5. Cultural and Educational Rights (Articles 29-30) :
Our constitution, under article 29 and 30, provides guarantees to preserve maintain and promote culture and language of its citizens. The Constitution allows minorities to establish and maintains educational institutions of their own. It also provides that the state shall not discriminate against any educational institution while granting financial aid on the grounds that it is being run by a minority community. These rights ensure that minorities will get assistance by the state in the preservation of their language and culture.

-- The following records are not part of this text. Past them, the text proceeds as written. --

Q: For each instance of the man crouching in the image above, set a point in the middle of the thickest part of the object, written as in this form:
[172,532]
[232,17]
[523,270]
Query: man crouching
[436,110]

6. Right To Constitutional Remedies (Articles 32) :
Article 32 of our Constitution provides for legal remedies for the protection of all these rights against their violation by the State or other institutions or individuals. It entitles the citizens of India to move the Supreme Court or High Courts for the enforcement of these rights. Any law that may be in conflict with the Fundamentals Rights stands null and void. The Constitution empowers the Supreme Court and High Courts to issue orders or writs like HABEAS CORPUS , MANDAMUS, PROHIBITION, QUO WARRANTO, CERTIORARI. These writs play an importantt role in protecting the rights of the individuals against encroachment by the legislature, the executive or any other authority.